Menurut kodratnya perkawinan adalah penyerahan diri timbal balik,
utuh dan lestari antara seorang pria dan seorang wanita. Kesatuan
(unitas) dan sifat monogam perkawinan ini adalah salah satu sifat
hakiki perkawinan, yang berlawanan dengan perkawinan poligami
atau poliandri, baik simultan maupun suksesif. Sifat monogam
perkawinan adalah tuntutan yang bersumber dari hukum ilahi
kodrat, yang tak bisa didispensasi.
Kan. 1085 1 memberikan prinsip hukum kodrat demi sahnya
perkawinan: Adalah tidak sah perkawinan yang dicoba
dilangsungkan oleh orang yang terikat perkawinan
sebelumnya, meskipun perkawinan itu belum disempurnakan
dengan persetubuhan. Salah satu atau kedua pihak masih terikat
oleh suatu perkawinan lain yang sah.
23. Apa yang dimaksud dengan halangan Agama yang berbeda?
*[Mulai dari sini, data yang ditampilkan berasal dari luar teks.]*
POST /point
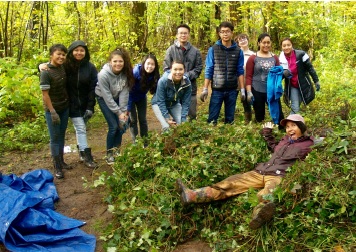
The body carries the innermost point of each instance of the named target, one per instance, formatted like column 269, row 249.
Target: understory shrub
column 315, row 202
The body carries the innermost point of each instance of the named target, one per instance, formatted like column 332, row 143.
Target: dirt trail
column 77, row 201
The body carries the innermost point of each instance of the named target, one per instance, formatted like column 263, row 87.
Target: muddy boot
column 188, row 196
column 248, row 117
column 262, row 213
column 110, row 160
column 88, row 159
column 81, row 154
column 64, row 165
column 57, row 164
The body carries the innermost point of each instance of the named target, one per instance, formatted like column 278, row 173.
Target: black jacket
column 305, row 70
column 81, row 82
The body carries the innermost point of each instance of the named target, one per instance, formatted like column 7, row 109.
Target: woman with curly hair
column 115, row 81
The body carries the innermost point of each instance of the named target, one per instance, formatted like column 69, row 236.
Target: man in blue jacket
column 224, row 71
column 192, row 60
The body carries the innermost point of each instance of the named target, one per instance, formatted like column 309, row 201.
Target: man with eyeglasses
column 224, row 72
column 242, row 40
column 192, row 59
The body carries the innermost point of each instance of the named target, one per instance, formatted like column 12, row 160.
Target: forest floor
column 76, row 200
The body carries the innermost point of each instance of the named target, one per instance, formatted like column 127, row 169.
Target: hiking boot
column 88, row 159
column 57, row 164
column 110, row 160
column 64, row 164
column 262, row 213
column 81, row 154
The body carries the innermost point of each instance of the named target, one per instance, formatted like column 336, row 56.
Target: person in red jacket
column 295, row 145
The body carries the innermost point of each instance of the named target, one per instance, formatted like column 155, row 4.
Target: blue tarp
column 28, row 221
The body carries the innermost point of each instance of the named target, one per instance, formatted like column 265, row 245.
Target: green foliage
column 21, row 106
column 315, row 202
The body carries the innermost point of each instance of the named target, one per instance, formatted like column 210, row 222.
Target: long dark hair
column 127, row 69
column 149, row 80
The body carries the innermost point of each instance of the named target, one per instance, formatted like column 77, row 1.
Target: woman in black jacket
column 81, row 82
column 298, row 86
Halangan Agama yang Berbeda (kan. 1086)
Kanon 1086 1: Perkawinan antara dua orang, yang di antaranya
satu telah dibaptis dalam Gereja Katolik atau diterima di dalamnya
dan tidak meninggalkannya secara resmi, sedangkan yang lain tidak
dibaptis, adalah tidak sah.
-
Perbedaan agama dan juga perbedaan Gereja merupakan halangan
nikah, sebab dapat menjadi hambatan untuk penghayatan iman
Katolik. Halangan ini dapat didispensasi, asal syarat-syaratnya
dipenuhi (Kanon 1125 dan 1126).
Di dalam perkawinan, suami-istri bersama-sama berupaya untuk
mewujudkan persekutuan hidup dan cintakasih dalam semua aspek
dan dimensinya: personal-manusiawi dan spiritual-religius
sekaligus. Agar persekutuan semacam itu bisa dicapai dengan lebih
mudah, Gereja menghendaki agar umatnya memilih pasangan yang
seiman, mengingat bahwa iman berpengaruh sangat kuat terhadap
kesatuan lahir-batin suami-istri, pendidikan anak dan kesejahteraan
keluarga.
Mengingat relevansi iman terhadap perkawinan sakramental dan
pengaruh perkawinan sakramental bagi kehidupan iman itulah
Gereja Katolik menginginkan agar anggotanya tidak melakukan
perkawinan campur, dalam arti menikah dengan orang non-Katolik,
entah dibaptis menjadi Kristen non-Katolik (mixta religio) maupun
tidak baptis (disparitas cultus). Di samping itu, ada sebuah norma
moral dasar yang perlu diindahkan, yakni bahwa setiap orang
dilarang melakukan sesuatu yang membahayakan imannya. Iman
adalah suatu nilai yang amat tinggi, yang perlu dilindungi dengan
cinta dan bakti. Misalnya:
- Beda agama: Orang baptis Katolik dengan orang yang tidak
dibaptis. Bisa disahkan jika mendapat dispensasi uskup
dengan syarat.
- Beda gereja: Orang baptis Katolik dengan orang baptis Kristen
dari denominasi tertentu (masuk PGI). Pentekosta, Adven,
-
Bethel, dan denominasi lain yang tidak termasuk dalam PGI
dianggap sebagai beda agama. Dibutuhkan izin dari uskup
dengan izin. Orang yang mengaku diri Katolik tetapi belum
dibaptis (masih simpatisan atau katekumen) dianggap sebagai
orang yang berbeda agama.
24. Apa yang dimaksud dengan halangan Tahbisan Suci?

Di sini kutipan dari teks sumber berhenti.